Frank is the Technical Director for the Healthcare and Life Sciences vertical at Databricks. Prior to joining Databricks, Frank was a lead developer on the Big Data Genomics/ADAM and Toil projects at UC Berkeley, and worked at Broadcom Corporation on design automation techniques for industrial scale wireless communication chips. Frank holds a PhD and Masters of Science in Computer Science from UC Berkeley, and a Bachelor’s of Science with Honors in Electrical Engineering from Stanford University.
Big data and AI are joined at the hip: the best AI applications require massive amounts of constantly updated training data to build state-of-the-art models AI has always been one of the most exciting applications of big data and Apache Spark. Increasingly Spark users want to integrate Spark with distributed deep learning and machine learning frameworks built for state-of-the-art training.

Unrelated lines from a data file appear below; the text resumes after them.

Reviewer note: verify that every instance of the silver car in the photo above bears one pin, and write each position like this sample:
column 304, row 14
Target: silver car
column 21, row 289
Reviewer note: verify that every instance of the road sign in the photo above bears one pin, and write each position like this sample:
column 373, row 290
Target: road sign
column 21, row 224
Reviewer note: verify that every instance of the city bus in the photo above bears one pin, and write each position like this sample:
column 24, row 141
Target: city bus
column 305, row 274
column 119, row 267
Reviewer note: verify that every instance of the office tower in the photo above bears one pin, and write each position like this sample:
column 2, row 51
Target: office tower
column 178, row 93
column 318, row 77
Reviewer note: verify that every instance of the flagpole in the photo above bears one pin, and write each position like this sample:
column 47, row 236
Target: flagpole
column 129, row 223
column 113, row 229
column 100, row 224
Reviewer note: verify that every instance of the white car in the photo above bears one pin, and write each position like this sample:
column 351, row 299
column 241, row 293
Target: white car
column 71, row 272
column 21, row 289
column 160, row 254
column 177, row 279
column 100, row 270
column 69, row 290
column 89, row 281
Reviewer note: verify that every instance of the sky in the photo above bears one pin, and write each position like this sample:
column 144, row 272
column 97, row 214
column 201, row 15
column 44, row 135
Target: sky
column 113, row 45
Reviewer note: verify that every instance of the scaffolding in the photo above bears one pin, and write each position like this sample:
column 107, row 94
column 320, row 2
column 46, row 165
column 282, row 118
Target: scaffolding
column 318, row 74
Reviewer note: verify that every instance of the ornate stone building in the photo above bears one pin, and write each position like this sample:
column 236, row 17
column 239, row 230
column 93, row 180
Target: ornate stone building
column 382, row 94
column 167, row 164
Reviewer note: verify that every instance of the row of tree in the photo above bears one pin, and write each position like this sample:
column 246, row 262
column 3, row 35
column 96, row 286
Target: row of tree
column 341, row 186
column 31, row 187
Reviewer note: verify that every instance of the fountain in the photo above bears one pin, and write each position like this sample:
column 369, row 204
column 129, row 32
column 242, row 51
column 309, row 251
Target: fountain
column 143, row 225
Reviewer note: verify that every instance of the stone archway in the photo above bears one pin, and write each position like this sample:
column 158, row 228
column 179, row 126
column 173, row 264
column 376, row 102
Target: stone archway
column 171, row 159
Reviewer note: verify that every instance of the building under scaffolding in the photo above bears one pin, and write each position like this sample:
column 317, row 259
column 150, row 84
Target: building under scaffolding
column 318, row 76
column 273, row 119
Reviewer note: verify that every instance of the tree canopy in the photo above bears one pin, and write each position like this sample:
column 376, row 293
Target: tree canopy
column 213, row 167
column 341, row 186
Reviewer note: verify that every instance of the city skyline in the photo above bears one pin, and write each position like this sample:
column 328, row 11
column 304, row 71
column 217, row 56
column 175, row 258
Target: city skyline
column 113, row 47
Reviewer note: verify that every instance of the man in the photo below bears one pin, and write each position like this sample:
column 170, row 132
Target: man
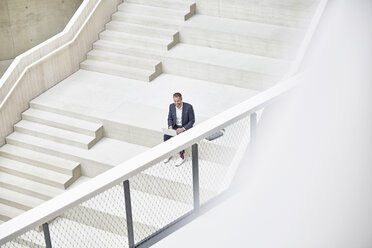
column 180, row 118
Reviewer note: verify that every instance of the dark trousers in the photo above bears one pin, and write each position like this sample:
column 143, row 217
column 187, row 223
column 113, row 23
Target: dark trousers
column 167, row 137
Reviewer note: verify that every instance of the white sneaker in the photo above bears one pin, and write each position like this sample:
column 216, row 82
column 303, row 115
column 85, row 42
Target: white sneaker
column 167, row 160
column 179, row 161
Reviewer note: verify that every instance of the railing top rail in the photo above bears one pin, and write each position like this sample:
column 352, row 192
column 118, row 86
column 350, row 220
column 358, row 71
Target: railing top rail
column 21, row 63
column 60, row 204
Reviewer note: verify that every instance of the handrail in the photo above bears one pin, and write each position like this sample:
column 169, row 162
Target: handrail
column 60, row 204
column 23, row 61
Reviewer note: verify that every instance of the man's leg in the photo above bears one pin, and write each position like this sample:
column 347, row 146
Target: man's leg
column 182, row 154
column 167, row 137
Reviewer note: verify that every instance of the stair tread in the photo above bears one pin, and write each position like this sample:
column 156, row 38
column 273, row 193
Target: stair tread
column 38, row 157
column 147, row 19
column 111, row 66
column 174, row 4
column 10, row 211
column 245, row 28
column 20, row 182
column 117, row 45
column 128, row 6
column 55, row 132
column 121, row 35
column 66, row 120
column 169, row 32
column 33, row 170
column 123, row 57
column 229, row 59
column 20, row 198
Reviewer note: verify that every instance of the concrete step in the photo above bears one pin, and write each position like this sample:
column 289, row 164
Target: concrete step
column 55, row 134
column 108, row 153
column 167, row 13
column 126, row 60
column 171, row 4
column 147, row 20
column 226, row 67
column 141, row 30
column 35, row 173
column 136, row 40
column 119, row 70
column 28, row 187
column 139, row 52
column 42, row 160
column 283, row 13
column 64, row 122
column 8, row 212
column 241, row 36
column 18, row 200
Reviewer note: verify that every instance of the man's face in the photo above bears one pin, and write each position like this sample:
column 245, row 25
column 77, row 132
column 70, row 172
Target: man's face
column 177, row 101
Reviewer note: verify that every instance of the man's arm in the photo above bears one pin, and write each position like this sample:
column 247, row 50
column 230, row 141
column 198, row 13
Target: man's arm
column 191, row 117
column 170, row 122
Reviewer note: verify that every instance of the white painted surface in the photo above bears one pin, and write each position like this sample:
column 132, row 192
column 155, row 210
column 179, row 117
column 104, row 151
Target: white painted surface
column 310, row 185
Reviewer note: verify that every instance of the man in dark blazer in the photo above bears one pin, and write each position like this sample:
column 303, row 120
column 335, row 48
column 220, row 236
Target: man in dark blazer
column 180, row 118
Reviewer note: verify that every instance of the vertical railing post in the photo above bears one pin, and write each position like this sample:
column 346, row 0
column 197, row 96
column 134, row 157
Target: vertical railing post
column 128, row 211
column 48, row 242
column 195, row 176
column 253, row 126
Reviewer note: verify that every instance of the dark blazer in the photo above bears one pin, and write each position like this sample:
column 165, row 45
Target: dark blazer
column 188, row 117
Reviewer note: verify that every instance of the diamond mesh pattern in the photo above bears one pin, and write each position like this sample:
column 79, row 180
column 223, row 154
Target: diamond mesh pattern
column 219, row 158
column 32, row 238
column 98, row 222
column 160, row 195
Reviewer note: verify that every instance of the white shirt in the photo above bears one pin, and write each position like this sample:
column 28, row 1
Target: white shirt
column 179, row 116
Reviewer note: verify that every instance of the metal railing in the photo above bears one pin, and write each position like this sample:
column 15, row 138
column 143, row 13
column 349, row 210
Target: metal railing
column 135, row 203
column 142, row 200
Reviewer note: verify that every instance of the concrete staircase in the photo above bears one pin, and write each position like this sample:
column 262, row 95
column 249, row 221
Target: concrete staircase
column 133, row 48
column 28, row 176
column 243, row 43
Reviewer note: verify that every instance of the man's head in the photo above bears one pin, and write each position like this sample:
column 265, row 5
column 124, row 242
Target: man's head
column 177, row 98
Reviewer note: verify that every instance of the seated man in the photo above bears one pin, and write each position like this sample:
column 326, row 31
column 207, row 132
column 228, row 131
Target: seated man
column 180, row 118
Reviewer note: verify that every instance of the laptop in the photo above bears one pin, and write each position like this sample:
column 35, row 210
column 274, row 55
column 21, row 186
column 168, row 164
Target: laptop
column 170, row 132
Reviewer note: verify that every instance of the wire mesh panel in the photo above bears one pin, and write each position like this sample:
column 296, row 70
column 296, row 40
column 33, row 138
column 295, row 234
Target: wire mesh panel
column 219, row 158
column 33, row 238
column 160, row 195
column 98, row 222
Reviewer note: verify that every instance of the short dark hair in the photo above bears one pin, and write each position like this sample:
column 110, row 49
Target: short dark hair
column 177, row 94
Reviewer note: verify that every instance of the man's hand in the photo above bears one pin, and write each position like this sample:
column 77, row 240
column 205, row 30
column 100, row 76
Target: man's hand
column 180, row 130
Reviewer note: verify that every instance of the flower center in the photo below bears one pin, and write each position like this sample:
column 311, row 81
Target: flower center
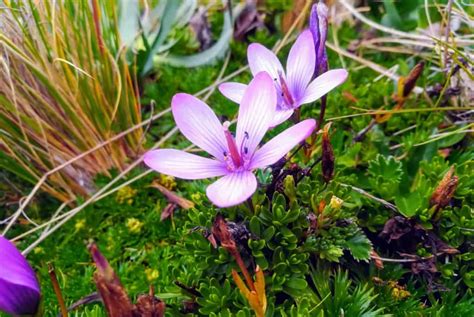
column 233, row 151
column 237, row 156
column 285, row 92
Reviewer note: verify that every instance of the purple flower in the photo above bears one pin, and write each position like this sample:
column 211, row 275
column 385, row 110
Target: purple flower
column 19, row 288
column 294, row 88
column 318, row 25
column 233, row 158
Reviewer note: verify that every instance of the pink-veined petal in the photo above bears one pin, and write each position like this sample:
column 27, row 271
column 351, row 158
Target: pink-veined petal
column 256, row 111
column 233, row 91
column 323, row 84
column 199, row 124
column 261, row 59
column 183, row 165
column 280, row 145
column 19, row 288
column 232, row 189
column 280, row 117
column 300, row 64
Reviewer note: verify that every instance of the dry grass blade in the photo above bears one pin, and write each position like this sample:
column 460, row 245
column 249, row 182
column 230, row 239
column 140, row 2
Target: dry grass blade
column 62, row 93
column 108, row 189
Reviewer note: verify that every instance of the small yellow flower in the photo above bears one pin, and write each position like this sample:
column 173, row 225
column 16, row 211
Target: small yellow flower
column 151, row 274
column 125, row 195
column 134, row 225
column 336, row 202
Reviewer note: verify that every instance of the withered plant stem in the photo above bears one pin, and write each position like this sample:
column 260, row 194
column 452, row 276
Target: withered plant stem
column 57, row 290
column 244, row 270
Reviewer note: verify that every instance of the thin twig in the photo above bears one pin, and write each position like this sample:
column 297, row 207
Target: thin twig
column 57, row 290
column 448, row 29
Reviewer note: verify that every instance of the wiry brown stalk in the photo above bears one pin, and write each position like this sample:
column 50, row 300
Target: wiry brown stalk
column 57, row 290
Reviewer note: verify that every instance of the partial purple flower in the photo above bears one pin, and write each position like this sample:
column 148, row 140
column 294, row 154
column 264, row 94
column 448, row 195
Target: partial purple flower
column 318, row 25
column 293, row 87
column 232, row 158
column 19, row 288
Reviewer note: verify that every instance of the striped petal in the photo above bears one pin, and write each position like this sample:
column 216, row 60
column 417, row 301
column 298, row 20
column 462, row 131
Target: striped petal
column 199, row 124
column 19, row 288
column 256, row 112
column 300, row 65
column 233, row 91
column 232, row 189
column 183, row 165
column 280, row 145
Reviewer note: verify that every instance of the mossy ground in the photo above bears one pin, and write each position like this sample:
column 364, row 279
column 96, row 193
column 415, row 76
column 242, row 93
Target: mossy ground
column 328, row 270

Next generation sequencing is becoming cheaper and more accessible. The volume of data sequenced is increasing faster than Moore’s Law. However, it is still expensive and slow to go from raw reads to variant calls, and to produce annotated variants that can then be analyzed downstream. In this talk, we will discuss the first state of the art, scalable and simple DNA sequencing workflow that is built on top of Apache Spark and the Databricks APIs. The pipeline is simple to set up, is easy to scale out, and can sequence a 30x coverage genome cost efficiently on the cloud. We'll introduce the problem of alignment and variant calling on whole genomes, discuss the challenges of building a simple yet scalable pipeline and demonstrate our solution. This talk should be of interest to developers wishing to build ETL pipelines on top of Apache Spark, as well as biochemists and molecular biologists who wish to learn how to develop cheap and fast DNA sequencing pipelines. Sesson hashtag: #DevSAIS10
ADAM is a high-performance distributed processing pipeline and API for DNA sequencing data. To allow computation to scale on clusters with more than a hundred nodes, ADAM uses Apache Spark as a computational engine and stores data using Apache Avro and the open-source Parquet columnar store. This scalability allows us to perform complex, computationally heavy tasks such as base quality score recalibration (BQSR), or duplicate marking on high coverage human genomes (> 60%, 236GB) in under a half hour. In tests on the Amazon Elastic Compute platform, we achieve a 50% speedup over current processing pipelines, and a lower processing cost. To achieve scalability in a distributed setting, we rephrased conventional sequential DNA processing algorithms as data-parallel algorithms. In this talk, we’ll discuss the general principles we used for making these algorithms scalable while achieving full concordance with the equivalent serial algorithms. Additionally, by adapting genomic analysis to a commodity distributed analytics platform like Apache Spark, it is easier to perform ad hoc analysis and machine learning on genomic data. We will discuss how this impacts the clinical use of DNA analysis pipelines, as well as population genomics.
Modern genome sequencing projects capture hundreds of gigabytes of data per individual. In this talk, we discuss recent work where we used the Spark-based ADAM tool to recompute genomic variants from 70TB of reads from the Simons Genome Diversity dataset. ADAM presents a drop-in, Spark-based replacement for conventional genomics pipelines like the GATK. We ran this computation across hundreds of nodes on Amazon EC2 using Toil, a novel cluster orchestration tool. Toil was used to automatically scale the number of nodes used, and to seamlessly run large single node jobs and Spark clusters in a single workflow. By combining ADAM and Toil, we are able to improve end-to-end pipeline runtime while taking advantage of the EC2 Spot Instances market. Additionally, Toil is designed for scientific reproducibility, and our entire workflow was run using Docker containers to ensure that there is a static set of binaries that could be used to reproduce the pipeline at a later date. ADAM and Toil are both freely available Apache 2 licensed tools.
The detection and analysis of rare genomic events requires integrative analysis across large cohorts with terabytes to petabytes of genomic data. Contemporary genomic analysis tools have not been designed for this scale of data-intensive computing. This talk presents ADAM, an Apache 2 licensed library built on top of the popular Apache Spark distributed computing framework. ADAM is designed to allow genomic analyses to be seamlessly distributed across large clusters, and presents a clean API for writing parallel genomic analysis algorithms. In this talk, we’ll look at how we’ve used ADAM to achieve a 3.5× improvement in end-to-end variant calling latency and a 66% cost improvement over current toolkits, without sacrificing accuracy. We will talk about a recent recompute effort where we have used ADAM to recall the Simons Genome Diversity Dataset against GRCh38. We will also talk about using ADAM alongside Apache Hbase to interactively explore large variant datasets.